The essence of the integrated information theory (IIT) is that consciousness is the capacity of a system to integrate information. It is the most audacious current proposal of Giulio Tononi’s hypothesis (Tononi, 2004). Instead of focusing on the function of the cerebrum the IIT starts from the results in an attempt to determine the reason. Moreover, the IIT presents a mathematical framework for evaluating the quality and quantity of consciousness (Tononi, 2012; Oizumi et al., 2014; Tononi et al., 2016; Tsuchiya et al., 2016). This theory posits that the physical basis of consciousness must be the maximization of internal causal power and provide a means to determine the quality and quantity of an experience (Tononi, 2004). The theory leads to some counterintuitive predictions and can be used to develop new tools for assessing consciousness in non-communicative patients. However, the IIT proposes conditions that are necessary for consciousness but that are not entirely sufficient (Nathan and Barbosa, 2011). The IIT claims that all of its axioms are self-evident (Kung et al., 2019). Since the IIT is not a functionalist theory of consciousness, criticisms of non-functionalism have been levied against it (Kung et al., 2019), and the limits of the IIT’s definition of consciousness have led to criticism (Nathan and Barbosa, 2011; Kung et al., 2019).

Quantum Theory

It is well known that consciousness is inextricably linked to anesthesia. Hameroff et al. (2002) have conducted many complementary and engaging studies to refine their quantum theory of consciousness.
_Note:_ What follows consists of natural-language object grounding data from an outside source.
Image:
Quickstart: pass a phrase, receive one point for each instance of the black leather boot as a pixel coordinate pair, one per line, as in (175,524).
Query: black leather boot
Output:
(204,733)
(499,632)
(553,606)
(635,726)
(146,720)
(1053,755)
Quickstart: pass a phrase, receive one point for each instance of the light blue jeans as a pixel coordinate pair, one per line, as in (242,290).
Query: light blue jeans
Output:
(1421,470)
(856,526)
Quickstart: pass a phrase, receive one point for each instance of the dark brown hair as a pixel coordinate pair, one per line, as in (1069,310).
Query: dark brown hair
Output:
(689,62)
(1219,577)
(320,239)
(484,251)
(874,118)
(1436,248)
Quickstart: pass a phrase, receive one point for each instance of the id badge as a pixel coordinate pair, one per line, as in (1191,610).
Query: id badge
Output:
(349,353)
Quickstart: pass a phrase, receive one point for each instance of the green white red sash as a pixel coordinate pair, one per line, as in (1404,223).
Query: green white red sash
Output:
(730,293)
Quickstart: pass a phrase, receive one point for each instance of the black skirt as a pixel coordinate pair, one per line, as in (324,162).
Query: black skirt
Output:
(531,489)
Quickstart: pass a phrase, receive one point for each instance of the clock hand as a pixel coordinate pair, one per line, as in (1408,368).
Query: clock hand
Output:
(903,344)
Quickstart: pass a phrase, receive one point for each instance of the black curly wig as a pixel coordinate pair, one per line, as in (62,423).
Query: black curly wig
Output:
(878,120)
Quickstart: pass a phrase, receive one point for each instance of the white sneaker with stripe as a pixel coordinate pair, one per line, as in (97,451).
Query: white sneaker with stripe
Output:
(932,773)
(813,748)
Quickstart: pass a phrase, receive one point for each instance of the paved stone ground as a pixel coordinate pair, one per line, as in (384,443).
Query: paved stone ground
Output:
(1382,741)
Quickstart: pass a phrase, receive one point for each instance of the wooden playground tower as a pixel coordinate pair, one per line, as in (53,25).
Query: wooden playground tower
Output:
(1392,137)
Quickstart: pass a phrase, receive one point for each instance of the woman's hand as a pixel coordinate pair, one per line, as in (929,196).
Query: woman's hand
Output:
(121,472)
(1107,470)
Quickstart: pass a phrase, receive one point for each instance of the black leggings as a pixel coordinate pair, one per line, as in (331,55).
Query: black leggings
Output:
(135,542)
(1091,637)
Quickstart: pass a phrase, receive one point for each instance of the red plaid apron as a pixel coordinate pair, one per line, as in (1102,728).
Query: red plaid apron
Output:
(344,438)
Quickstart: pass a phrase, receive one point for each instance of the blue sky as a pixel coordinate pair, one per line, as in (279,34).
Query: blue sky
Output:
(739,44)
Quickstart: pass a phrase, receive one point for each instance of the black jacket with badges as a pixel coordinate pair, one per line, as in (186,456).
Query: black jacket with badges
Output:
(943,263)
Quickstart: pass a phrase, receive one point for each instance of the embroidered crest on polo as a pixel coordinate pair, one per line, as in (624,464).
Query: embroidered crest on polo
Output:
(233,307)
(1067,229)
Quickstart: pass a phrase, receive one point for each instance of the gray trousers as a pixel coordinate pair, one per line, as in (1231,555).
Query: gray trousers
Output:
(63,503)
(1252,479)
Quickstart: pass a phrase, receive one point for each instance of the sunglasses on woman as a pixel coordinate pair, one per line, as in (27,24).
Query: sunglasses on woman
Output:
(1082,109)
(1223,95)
Moreover, a series of mechanics of anesthetic agent function were proposed and included the following: (1) selective binding in hydrophobic pockets comprising non-polar amino acid groups in brain proteins [e.g., microtubule-associated proteins (MAPs); tubulin; and van der Waals (London dispersion) forces, which can inhibit the quantum process by impairing electron mobility]; (2) a specialized combination with “qubits,” fundamental information units that abide by quantum events that induce disruption of the quantum computation; (3) a concept of “quantum channels” that consist of tryptophan tings in tubulin that are olive-like, non-polar, and hydrophobic; (4) probability for π-electron resonant energy transfer through quantum channels and weakening of anesthetic agents that could therefore weaken this π-resonance energy transfer (a theorem that accounts for loss of consciousness); and (5) alterations of collective terahertz dipole oscillations in tubulins (Hameroff, 1998, 2006; Hameroff et al., 2002; Craddock et al., 2015, 2017; Mayner et al., 2018). The systematic theory of “Orch OR” proposed that consciousness is constituted by discrete events that correspond with varying oscillation frequencies of distinct brain regions (Crick and Koch, 2003; Hameroff and Penrose, 2014; Li et al., 2018), which is similar with respect to the “snapshots,” which is one of the ten frameworks for consciousness proposed by Koch (Li et al., 2018). In addition, an “integrate-and-fire” brain neuronal model and three time-steps of a microtubule automaton have emerged from the above studies that embody specific processing in neuronal microtubules when consciousness has occurred. It seems increasingly feasible to explain consciousness on the basis of quantum mechanics because Li et al. (2018) demonstrated that an isotope of the anesthetic xenon (129Xe) displayed half the quantum property of nuclear spin and was conspicuously less potent than xenon isotopes lacking spin, despite no observed differences in terms of chemical reactions (Craddock et al., 2015, 2017).

Since the enigmatic riddle of consciousness is so intractable, we need additional theorems and hypotheses to be generated with the intent of increasing the level of attention. Perhaps this quantum theory will fade with elapsing time and gradually lose its “charm;” however, it is also possible to disperse the fog of our ignorance and shed light on a new level of comprehending consciousness and adopt a system of “wait and see.”